Before you begin, ensure you have met the following requirements:

The tool has been developed on a Linux platform.

Installation

First clone the repository using Git.

Then execute the following commands in the root of the repository

conda env create -f env-dev.yml
conda activate aizynthtrain
poetry install

the aizynthtrain package is now installed in editable mode.

Now, you need to create a Jupyter Kernel for this environment

conda activate aizynthtrain
ipython kernel install --name "aizynthtrain" --user

Usage

There is a number of example configurations and SLURM scripts in the configs/uspto folder that was used to retrain the USPTO-based expansion model for AiZynthFinder.

The example configurations can be used as-is to reproduce the modelling, whereas the SLURM scripts migt have to be adjusted to your system.

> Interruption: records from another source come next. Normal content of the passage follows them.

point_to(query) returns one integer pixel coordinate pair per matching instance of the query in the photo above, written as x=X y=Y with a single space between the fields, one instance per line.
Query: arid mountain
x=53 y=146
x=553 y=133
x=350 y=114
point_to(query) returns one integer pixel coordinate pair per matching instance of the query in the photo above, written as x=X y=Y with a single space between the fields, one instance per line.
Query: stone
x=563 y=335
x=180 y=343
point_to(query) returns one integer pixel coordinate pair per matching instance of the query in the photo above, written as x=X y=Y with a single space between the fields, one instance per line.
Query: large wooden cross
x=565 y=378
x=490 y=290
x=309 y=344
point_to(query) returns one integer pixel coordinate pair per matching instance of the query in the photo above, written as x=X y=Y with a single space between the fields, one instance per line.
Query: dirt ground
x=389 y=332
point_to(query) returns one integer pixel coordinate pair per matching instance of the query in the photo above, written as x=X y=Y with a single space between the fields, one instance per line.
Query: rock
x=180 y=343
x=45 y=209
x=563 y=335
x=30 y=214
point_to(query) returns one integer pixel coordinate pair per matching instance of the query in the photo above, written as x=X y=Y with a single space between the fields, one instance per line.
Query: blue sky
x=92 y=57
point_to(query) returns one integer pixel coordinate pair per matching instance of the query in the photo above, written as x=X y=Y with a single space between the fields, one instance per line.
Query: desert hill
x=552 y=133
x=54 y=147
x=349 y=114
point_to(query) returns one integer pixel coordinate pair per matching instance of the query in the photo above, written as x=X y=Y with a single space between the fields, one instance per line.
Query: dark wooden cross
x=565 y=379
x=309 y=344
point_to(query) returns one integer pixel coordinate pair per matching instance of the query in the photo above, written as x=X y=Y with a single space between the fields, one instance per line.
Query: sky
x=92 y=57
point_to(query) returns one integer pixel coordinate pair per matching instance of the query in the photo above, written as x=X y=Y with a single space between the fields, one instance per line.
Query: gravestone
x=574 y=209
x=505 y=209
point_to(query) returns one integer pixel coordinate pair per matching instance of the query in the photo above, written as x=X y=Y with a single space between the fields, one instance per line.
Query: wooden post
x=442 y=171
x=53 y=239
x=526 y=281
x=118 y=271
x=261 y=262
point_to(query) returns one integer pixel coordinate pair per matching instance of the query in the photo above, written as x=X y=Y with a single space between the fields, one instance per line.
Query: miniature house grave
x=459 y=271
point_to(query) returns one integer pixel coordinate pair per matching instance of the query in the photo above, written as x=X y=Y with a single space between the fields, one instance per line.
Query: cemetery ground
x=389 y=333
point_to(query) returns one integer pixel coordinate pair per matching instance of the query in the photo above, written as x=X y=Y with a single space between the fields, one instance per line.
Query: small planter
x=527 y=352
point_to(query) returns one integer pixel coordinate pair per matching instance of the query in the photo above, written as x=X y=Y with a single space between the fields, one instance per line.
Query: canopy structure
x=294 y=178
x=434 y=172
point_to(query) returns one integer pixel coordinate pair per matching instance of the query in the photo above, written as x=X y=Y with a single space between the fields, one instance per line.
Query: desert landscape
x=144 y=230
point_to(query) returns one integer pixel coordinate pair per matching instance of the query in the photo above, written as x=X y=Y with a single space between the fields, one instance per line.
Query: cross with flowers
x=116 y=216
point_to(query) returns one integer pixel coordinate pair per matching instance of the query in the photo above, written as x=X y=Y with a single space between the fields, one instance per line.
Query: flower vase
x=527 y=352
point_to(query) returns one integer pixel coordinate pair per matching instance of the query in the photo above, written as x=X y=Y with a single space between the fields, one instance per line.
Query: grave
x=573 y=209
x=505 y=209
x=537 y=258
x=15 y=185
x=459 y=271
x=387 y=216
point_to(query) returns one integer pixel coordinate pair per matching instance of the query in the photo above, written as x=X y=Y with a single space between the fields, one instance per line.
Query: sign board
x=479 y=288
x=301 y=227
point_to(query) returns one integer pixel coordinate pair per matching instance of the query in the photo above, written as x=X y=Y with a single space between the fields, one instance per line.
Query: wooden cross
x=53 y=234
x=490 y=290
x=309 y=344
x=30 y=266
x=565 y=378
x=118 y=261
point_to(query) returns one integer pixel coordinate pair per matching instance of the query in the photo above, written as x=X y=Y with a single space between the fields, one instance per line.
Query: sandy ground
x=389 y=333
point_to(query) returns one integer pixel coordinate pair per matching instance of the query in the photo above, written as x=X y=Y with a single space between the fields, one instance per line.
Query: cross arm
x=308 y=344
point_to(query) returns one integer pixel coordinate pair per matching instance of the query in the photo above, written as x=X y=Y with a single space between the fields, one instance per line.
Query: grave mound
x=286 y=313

To use the given configurations, follow this procedure:

For the training and validation of the expansion models, you need a number of data files that can be downloaded from Zenodo. In addition the pipelines create a lof of artifcats and therefore, you will start with setting up a folder for your modelling

  1. Create a new folder where the pipelines will be executed using

    python configs/uspto/setup_folder.py PATH_TO_YOUR_FOLDER

  2. cd PATH_TO_YOUR_FOLDER

  3. Perform the pipelines from the rxnutils package to download and prepare the USPTO datasets for modelling: https://molecularai.github.io/reaction_utils/uspto.html

The rxnutils package pipelines should have produced a file uspto_data_mapped.csv that will be used as the starting point of the template-extraction pipeline

  1. Adapt and execute the configs/uspto/template_pipeline.sh SLURM script on your machine.

The template-extraction pipeline will produce a number of artifacts, the most important being

  1. Adapt and execute the configs/uspto/expansion_pipeline.sh SLURM script on your machine.

The expansion model pipeline will produce these important artifacts

You can also execute the configs/uspto/ringbreaker_pipeline.sh to train a RingBreaker model.

Testing

Tests uses the pytest package, and is installed by poetry

Run the tests using:

pytest -v

Contributing

We welcome contributions, in the form of issues or pull requests.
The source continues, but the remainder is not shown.